Hundreds of Sunni Muslims fled Syria's coastal town of Banias yesterday, after reports circulated that fighters loyal to President Bashar al-Assad killed dozens of people overnight. Activists claimed the killings took place two days after state forces and pro-Assad militias killed at least 50 Sunnis in the nearby village of Baida. The Syrian Observatory for Human Rights, a pro-opposition monitoring group, posted online a video showing the bodies of 10 people – half of them children. One toddler was covered in burns.

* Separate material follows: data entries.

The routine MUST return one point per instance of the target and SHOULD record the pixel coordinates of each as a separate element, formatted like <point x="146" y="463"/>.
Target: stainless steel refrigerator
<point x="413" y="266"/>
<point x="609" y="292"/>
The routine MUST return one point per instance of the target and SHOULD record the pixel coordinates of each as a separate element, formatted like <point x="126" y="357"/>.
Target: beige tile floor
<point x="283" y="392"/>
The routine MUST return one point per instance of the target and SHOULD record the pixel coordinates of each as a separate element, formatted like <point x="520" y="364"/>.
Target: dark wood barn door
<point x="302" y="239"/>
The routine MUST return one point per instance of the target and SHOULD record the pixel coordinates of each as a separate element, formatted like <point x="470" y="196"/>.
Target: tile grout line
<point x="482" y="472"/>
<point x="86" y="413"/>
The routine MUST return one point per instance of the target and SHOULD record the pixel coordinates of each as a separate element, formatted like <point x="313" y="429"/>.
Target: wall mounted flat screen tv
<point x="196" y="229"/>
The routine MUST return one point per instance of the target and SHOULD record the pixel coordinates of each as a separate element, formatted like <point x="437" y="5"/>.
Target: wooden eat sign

Reports and videos of the killings could not be independently verified as the Syrian government restricts access for independent media.
The two-year-old uprising against Assad has been led by Syria's Sunni Muslim majority, and sectarian clashes and alleged massacres have become increasingly common in a conflict that has killed more than 70,000. Minorities such as the Alawites, an offshoot of Shia Islam, have largely stood behind Assad, who is from the Alawite sect.
Banias is a Sunni pocket in a large Alawite enclave on Syria's Mediterranean coast, and activists in the area accuse militias loyal to Assad of ethnic cleansing; another video posted online showed what they said were the bodies of 20 people killed in Banias, all from the same family and including women and nine children. The Observatory blamed the killings on the National Defence Force, a new paramilitary group made up mostly of fighters from minorities that back Assad.